Starcloud already has a working satellite in orbit. It launched its first spacecraft carrying an Nvidia H100 GPU in November 2025 and used it to train an AI model in orbit, a claimed first for the industry. A second satellite called Starcloud 2 is set to launch later this year, carrying a more powerful Nvidia Blackwell chip, an AWS server blade, and a bitcoin mining computer. The company is also developing Starcloud 3, a 200 kilowatt three-ton spacecraft designed to launch from SpaceX’s Starship and fit into the same deployment system used for Starlink satellites.

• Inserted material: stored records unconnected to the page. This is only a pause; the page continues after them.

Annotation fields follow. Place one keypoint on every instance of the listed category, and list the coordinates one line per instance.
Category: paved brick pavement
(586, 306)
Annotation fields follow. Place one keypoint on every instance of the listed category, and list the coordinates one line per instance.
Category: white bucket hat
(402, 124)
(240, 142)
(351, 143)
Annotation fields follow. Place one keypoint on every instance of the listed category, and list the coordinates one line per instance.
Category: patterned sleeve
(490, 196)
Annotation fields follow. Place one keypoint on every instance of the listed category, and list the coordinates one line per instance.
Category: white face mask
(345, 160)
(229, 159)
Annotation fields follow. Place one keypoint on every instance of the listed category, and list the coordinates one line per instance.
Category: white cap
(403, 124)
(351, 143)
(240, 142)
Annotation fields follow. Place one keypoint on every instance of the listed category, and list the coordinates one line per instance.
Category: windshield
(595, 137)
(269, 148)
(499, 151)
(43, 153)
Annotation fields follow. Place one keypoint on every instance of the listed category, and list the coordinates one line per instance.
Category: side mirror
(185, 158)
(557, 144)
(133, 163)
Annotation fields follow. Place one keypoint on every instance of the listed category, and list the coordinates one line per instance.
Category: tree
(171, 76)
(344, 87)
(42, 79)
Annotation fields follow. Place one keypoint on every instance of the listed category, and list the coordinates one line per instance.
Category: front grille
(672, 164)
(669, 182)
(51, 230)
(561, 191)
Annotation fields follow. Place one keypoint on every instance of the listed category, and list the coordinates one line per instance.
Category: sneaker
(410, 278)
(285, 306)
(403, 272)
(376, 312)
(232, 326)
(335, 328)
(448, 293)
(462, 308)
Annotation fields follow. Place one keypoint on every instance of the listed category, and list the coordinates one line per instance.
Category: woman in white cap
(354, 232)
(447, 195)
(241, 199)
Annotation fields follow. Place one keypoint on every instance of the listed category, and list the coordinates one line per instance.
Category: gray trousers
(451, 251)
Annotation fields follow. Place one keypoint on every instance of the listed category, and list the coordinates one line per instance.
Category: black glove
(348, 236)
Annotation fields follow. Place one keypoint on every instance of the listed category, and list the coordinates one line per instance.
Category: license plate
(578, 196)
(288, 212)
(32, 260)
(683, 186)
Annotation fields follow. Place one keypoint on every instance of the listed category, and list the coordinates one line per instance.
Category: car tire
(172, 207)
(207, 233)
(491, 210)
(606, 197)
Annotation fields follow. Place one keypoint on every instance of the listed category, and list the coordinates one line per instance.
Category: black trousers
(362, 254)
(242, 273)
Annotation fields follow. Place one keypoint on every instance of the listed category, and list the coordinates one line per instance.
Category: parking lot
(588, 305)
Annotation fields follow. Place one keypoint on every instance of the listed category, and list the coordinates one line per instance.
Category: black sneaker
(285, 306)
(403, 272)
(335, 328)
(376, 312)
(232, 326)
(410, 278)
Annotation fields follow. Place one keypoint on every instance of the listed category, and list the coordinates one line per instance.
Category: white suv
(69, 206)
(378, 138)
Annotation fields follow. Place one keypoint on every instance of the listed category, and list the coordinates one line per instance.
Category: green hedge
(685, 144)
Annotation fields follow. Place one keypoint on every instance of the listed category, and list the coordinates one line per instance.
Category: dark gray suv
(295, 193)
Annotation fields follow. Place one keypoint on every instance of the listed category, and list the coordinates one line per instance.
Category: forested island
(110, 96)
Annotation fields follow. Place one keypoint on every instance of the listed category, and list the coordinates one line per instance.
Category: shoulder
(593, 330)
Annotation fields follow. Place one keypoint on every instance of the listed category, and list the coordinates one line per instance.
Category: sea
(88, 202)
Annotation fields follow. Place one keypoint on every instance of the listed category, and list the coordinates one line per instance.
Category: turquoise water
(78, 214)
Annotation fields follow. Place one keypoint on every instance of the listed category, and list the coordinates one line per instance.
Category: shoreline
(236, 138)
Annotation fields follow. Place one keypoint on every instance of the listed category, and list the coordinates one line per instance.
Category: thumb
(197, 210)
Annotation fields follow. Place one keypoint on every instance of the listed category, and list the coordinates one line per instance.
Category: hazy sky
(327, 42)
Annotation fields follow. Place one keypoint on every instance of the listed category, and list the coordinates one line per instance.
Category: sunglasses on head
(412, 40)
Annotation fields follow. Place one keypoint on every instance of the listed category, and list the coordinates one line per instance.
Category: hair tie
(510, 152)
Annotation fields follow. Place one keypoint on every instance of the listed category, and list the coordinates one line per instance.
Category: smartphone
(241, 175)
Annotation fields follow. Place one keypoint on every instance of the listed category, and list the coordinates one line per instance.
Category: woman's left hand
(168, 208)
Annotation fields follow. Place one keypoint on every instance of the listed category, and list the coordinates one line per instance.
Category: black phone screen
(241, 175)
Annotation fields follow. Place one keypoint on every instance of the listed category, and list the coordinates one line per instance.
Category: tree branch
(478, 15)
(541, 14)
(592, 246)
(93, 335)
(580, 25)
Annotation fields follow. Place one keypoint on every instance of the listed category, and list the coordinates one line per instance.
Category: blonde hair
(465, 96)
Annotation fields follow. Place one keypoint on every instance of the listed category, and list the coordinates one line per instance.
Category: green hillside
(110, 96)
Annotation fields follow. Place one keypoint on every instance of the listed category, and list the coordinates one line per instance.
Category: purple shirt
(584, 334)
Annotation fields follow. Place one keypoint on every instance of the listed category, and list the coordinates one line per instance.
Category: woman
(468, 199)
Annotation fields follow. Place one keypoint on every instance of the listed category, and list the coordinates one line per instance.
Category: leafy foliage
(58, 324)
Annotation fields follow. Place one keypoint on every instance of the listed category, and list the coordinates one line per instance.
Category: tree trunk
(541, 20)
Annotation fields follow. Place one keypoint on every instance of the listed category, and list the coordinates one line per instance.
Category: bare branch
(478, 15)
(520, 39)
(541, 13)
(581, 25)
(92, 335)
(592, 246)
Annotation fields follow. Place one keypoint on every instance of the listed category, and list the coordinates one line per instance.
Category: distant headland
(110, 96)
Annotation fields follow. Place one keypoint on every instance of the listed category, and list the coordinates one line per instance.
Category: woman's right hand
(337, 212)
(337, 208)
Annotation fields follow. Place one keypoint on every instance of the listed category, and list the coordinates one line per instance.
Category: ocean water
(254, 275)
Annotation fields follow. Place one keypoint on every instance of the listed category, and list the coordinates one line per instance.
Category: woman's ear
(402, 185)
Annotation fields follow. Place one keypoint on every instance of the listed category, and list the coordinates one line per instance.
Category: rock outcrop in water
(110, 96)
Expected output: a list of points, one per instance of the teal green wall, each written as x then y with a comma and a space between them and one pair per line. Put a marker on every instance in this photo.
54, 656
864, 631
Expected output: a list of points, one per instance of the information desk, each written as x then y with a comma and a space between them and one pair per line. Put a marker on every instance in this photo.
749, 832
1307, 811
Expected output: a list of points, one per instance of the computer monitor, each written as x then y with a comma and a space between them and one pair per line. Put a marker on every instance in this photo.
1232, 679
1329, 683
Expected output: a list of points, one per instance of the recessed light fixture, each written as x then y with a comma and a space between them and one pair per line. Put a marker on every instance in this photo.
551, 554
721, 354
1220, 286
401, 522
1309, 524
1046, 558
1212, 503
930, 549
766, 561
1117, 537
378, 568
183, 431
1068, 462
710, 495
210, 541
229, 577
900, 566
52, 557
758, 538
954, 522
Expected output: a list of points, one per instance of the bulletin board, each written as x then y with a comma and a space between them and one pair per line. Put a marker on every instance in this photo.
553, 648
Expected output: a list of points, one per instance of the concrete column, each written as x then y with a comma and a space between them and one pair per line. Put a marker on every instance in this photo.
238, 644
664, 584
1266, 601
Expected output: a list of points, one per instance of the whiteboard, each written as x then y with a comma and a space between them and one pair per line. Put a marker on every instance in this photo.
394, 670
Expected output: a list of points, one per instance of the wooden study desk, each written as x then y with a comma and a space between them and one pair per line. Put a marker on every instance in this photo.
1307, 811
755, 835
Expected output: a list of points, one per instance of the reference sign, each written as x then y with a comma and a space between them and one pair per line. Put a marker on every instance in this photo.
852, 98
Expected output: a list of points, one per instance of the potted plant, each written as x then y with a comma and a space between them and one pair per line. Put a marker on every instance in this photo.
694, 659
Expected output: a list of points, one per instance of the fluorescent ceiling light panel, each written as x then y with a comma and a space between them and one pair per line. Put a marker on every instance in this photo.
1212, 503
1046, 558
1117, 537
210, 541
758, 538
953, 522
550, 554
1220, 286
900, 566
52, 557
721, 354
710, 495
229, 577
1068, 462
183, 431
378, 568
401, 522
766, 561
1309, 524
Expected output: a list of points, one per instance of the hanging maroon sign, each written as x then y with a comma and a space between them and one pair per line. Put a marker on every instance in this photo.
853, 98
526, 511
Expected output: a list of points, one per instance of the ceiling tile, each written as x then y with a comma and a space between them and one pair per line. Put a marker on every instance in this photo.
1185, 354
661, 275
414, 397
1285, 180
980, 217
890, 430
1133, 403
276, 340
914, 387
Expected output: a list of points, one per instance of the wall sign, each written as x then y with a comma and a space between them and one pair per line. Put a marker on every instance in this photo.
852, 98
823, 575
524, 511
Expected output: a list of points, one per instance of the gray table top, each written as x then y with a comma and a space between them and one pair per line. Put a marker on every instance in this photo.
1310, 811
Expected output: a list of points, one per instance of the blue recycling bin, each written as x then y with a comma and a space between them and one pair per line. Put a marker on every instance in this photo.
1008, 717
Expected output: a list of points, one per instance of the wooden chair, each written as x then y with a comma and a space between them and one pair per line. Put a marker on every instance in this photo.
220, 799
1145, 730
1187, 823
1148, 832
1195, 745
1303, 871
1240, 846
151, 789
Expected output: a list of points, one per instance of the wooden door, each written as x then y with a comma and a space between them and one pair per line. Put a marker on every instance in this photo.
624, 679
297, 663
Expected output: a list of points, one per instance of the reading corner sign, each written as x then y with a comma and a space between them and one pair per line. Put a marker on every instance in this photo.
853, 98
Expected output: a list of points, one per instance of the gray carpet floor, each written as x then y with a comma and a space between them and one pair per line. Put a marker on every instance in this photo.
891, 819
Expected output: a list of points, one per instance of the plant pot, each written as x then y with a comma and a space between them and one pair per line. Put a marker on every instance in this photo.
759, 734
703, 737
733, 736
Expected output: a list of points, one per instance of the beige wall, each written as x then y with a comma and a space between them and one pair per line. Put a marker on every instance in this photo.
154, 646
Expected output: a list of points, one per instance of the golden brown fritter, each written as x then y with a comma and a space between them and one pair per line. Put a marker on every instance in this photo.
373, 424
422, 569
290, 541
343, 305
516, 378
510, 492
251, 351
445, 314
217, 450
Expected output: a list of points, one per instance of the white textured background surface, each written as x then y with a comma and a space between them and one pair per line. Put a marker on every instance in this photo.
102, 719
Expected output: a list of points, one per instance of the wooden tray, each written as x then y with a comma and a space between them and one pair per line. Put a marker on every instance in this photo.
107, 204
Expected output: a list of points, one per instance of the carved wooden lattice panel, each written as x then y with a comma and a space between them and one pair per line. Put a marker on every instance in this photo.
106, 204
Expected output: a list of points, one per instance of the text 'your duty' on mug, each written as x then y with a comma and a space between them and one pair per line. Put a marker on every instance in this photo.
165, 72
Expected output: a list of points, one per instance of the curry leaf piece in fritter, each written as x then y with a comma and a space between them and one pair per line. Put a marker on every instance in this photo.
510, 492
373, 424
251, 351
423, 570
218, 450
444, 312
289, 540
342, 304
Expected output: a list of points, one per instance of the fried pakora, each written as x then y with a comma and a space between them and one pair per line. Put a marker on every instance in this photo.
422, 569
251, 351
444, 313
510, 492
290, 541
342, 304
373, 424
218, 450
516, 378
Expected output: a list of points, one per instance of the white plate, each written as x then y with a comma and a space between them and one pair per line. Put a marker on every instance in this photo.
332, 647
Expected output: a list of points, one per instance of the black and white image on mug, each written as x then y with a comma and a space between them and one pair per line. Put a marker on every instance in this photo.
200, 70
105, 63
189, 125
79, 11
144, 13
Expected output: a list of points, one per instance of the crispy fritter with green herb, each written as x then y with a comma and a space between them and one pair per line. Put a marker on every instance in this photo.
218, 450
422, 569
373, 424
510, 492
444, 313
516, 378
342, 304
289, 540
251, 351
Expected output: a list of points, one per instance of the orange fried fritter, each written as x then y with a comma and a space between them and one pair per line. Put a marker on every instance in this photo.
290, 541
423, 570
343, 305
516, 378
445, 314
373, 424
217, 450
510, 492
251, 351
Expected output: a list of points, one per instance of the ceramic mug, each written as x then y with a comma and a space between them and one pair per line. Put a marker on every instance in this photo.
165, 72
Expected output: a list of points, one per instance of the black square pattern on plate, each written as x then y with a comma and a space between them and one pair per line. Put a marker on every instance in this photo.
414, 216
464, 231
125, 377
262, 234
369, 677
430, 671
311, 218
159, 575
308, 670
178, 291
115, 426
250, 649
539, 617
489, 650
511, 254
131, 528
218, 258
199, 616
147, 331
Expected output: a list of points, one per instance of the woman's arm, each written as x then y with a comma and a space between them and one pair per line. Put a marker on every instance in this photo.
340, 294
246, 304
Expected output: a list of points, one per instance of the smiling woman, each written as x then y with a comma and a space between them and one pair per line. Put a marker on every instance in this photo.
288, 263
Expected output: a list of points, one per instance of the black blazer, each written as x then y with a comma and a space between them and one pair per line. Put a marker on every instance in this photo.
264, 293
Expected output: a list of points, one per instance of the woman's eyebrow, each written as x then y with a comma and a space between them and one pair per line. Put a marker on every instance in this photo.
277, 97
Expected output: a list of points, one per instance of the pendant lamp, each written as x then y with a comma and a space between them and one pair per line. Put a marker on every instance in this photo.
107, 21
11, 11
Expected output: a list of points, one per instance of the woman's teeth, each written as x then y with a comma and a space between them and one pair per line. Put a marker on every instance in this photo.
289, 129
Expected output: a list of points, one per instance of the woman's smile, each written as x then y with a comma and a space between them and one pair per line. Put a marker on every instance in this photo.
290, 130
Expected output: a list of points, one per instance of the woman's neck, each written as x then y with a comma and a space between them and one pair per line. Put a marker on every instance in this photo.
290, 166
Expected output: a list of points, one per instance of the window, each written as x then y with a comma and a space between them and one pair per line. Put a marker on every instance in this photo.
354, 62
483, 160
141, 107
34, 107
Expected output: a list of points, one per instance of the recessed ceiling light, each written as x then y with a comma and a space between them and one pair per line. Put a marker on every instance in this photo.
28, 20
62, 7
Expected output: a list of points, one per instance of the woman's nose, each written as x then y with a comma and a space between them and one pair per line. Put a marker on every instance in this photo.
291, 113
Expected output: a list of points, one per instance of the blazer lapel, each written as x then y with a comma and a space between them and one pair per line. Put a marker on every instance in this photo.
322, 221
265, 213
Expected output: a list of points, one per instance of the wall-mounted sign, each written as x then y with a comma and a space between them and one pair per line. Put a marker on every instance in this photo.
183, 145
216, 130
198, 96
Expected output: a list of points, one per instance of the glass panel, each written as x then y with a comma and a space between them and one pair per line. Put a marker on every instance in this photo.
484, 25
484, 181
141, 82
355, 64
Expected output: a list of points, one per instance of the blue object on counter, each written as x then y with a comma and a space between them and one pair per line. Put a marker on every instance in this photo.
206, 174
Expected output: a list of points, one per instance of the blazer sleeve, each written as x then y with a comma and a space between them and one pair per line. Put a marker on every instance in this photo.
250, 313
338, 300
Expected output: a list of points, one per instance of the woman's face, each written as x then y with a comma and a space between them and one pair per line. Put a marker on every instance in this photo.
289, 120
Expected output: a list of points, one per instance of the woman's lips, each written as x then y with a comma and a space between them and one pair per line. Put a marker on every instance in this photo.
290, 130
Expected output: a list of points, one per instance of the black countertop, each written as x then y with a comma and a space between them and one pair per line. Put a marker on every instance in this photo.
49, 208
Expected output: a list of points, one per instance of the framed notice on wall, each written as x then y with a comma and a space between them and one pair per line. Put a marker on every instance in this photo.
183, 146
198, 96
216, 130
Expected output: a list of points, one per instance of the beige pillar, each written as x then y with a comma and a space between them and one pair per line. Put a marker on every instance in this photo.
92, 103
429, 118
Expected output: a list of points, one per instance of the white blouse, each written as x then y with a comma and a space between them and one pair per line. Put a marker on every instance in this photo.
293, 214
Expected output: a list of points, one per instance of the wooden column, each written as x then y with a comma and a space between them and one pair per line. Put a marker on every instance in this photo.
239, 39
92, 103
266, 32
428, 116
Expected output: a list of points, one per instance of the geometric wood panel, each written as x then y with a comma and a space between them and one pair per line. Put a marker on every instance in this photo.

Johnston believes Starcloud 3 will be the first orbital data center cost-competitive with ground-based infrastructure, targeting around five cents per kilowatt hour of power if commercial Starship launch costs reach around $500 per kilogram. The problem is Starship is not flying commercially yet. Johnston expects access to open up between 2028 and 2029, and acknowledges that without frequent Starship launches, space data centers cannot compete on energy costs. Until then, the company plans to keep launching smaller versions on Falcon 9.

The business runs on two models for now. One involves selling processing power to other spacecraft already in orbit, like its current deal analyzing radar data for Capella Space. The second, longer-term model targets pulling workloads away from terrestrial cloud providers once launch costs fall enough to make it viable. Significant technical challenges remain, including power generation, chip cooling, and synchronizing large numbers of GPUs across spacecraft flying in formation.

Starcloud is not alone in this race. Aetherflux, Google’s Project Suncatcher, and Aethero are all building space data center businesses. SpaceX itself has asked the US government for permission to operate a million satellites for distributed compute. Johnston said he sees room to coexist, arguing SpaceX is primarily building for its own Grok and Tesla workloads rather than positioning as a third party cloud provider.

The gap between space and ground-based compute is still enormous. Only dozens of advanced GPUs currently exist in orbit while Nvidia sold an estimated four million units to terrestrial data centers in 2025 alone. The entire Starlink network produces around 200 megawatts of energy while data centers with more than 25 gigawatts of capacity are already under construction in the United States. Space compute is real, but scaling it to compete with Earth is still years away.

Starcloud raises $170 million Series A at a $1.1 billion valuation to build GPU-powered data centers in space, with plans to launch on SpaceX Starship by the end of the decade.